(eng) Paul McAuley by Austral

(eng) Paul McAuley by Austral

Author:Austral [Austral]
Language: eng
Format: epub
Published: 0101-01-01T00:00:00+00:00


16

Close to the end of the day the girl and I drove up out of the forest and crossed the broad snow-covered saddle between the Cayley Valley and Blériot Basin. A solitary peak stood off to the north, hard pinkish light glowing on its flanks, and the wind blew cold and clean and the last of the sunlight turned the snow crust’s icy lace into a carpet of diamonds.

We’re simple creatures. A change in the weather or a glimpse of a distant panorama can transform our mood in an instant. Looking across snowy ridges towards that mountain peak I was struck head to toe by a tingling charge of exhilaration. We had escaped, I was about to take up the path Mama and I had once followed, and this time it would all come right.

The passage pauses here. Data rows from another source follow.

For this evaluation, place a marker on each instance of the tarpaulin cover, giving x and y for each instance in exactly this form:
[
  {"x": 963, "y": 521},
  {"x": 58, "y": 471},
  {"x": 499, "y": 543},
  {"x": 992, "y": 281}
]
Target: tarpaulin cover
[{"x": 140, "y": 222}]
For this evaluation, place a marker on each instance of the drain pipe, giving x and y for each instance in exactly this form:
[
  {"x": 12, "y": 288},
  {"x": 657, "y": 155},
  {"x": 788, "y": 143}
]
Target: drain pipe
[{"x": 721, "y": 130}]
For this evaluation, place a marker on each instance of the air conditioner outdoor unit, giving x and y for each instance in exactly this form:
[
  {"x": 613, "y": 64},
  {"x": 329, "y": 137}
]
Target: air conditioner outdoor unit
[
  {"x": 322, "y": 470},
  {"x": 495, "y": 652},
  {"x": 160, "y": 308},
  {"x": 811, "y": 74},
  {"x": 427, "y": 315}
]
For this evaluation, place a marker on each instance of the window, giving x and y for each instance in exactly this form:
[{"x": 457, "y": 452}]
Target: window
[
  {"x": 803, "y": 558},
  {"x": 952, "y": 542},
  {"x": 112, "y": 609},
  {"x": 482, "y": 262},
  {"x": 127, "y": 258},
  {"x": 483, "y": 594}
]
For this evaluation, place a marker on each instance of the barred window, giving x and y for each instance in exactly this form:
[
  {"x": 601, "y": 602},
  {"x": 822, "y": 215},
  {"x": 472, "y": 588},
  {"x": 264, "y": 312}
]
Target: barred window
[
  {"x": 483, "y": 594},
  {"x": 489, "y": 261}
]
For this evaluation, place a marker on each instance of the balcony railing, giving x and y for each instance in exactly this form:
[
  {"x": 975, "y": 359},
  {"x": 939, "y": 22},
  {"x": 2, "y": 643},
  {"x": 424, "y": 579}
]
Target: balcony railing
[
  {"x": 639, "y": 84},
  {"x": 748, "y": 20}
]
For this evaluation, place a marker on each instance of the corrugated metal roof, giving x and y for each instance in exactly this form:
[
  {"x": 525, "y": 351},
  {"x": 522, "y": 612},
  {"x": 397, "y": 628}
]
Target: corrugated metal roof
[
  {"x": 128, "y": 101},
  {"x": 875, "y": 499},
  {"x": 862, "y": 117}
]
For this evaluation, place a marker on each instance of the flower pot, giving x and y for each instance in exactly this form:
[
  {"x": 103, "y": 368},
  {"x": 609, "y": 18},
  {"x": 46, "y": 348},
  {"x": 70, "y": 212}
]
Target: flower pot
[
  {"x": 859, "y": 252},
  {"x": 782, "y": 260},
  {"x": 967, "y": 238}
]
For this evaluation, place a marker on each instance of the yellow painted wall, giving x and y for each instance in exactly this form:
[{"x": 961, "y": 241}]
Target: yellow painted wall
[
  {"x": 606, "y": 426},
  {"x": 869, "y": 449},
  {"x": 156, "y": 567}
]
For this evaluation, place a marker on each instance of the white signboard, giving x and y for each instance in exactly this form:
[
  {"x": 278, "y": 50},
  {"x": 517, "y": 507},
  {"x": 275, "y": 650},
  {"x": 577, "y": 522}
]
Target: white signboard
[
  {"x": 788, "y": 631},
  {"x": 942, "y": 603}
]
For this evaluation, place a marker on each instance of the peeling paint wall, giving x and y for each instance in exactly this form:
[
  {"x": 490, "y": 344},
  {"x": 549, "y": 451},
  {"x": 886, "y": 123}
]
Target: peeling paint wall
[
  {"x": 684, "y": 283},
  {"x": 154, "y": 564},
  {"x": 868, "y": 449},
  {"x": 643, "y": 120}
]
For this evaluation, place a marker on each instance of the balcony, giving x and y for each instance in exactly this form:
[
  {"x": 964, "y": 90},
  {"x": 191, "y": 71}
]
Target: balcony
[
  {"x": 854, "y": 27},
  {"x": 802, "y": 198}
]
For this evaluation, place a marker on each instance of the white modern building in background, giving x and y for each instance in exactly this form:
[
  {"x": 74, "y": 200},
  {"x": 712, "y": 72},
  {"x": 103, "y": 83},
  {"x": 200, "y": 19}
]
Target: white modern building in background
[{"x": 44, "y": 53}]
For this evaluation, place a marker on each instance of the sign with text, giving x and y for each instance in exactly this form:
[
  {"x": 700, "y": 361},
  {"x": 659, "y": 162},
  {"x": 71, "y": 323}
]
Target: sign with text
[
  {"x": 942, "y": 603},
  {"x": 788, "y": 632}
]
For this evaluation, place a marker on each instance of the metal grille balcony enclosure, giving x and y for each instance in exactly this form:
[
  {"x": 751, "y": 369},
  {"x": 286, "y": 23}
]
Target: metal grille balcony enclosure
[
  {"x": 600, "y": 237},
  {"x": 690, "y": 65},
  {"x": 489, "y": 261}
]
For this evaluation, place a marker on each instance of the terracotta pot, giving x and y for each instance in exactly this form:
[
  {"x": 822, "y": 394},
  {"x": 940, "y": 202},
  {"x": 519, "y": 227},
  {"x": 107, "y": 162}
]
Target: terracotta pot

But as we descended between stark bluffs towards Blériot Basin I saw that much of the forest through which Mama had led me all those years ago had been replaced by square regiments of dark green conifers and a loose grid of access roads. A rocky hill rose from these plantations like a besieged castle. Further off, the lights of a cluster of greenhouse domes shone small and distinct at the mouth of the Blériot River, and a dab of white smoke feathered from the tall chimneys of some kind of processing plant.

I quickly disabused the girl when she pointed to the settlement and asked if that was where we were going. My brief euphoria had been displaced by nervy apprehension. When I spotted something glinting high in the darkening sky, heading north above the basin, I thought for a moment it might be a police heli or some kind of military craft, then realised that it was one of the cargo drones which transported fresh seafood from the coastal fishing villages to the cities. Still, I felt horribly exposed as we drove on in blue twilight, over stony slopes and through threadbare meadows at the eastern edge of the basin. There was entirely too much civilisation here for my liking, a good chance that we might run into a crew of foresters, a security patrol, a stray hiker …

We stopped for the night in the cover of a patch of trees growing alongside a swift little stream. I constructed a half-circle of loose stones and the girl helped me pack the chinks with snow and roof it with cut branches. While she warmed herself in front of the fire I’d lit in front of our little shelter, I foraged along the bank of the stream, finding patches of trampled snow where reindeer had snouted for moss and lichen, no sign of any other life except for a small bird that, scared up from a clump of dead grass, whirred away above the water and was quickly lost in the twilight.

I picked leaves from low tangles of box-leaf barberry and dwarf willow and winter’s bark, dug up willow roots, set out the wire loop traps I’d taken from the refuge.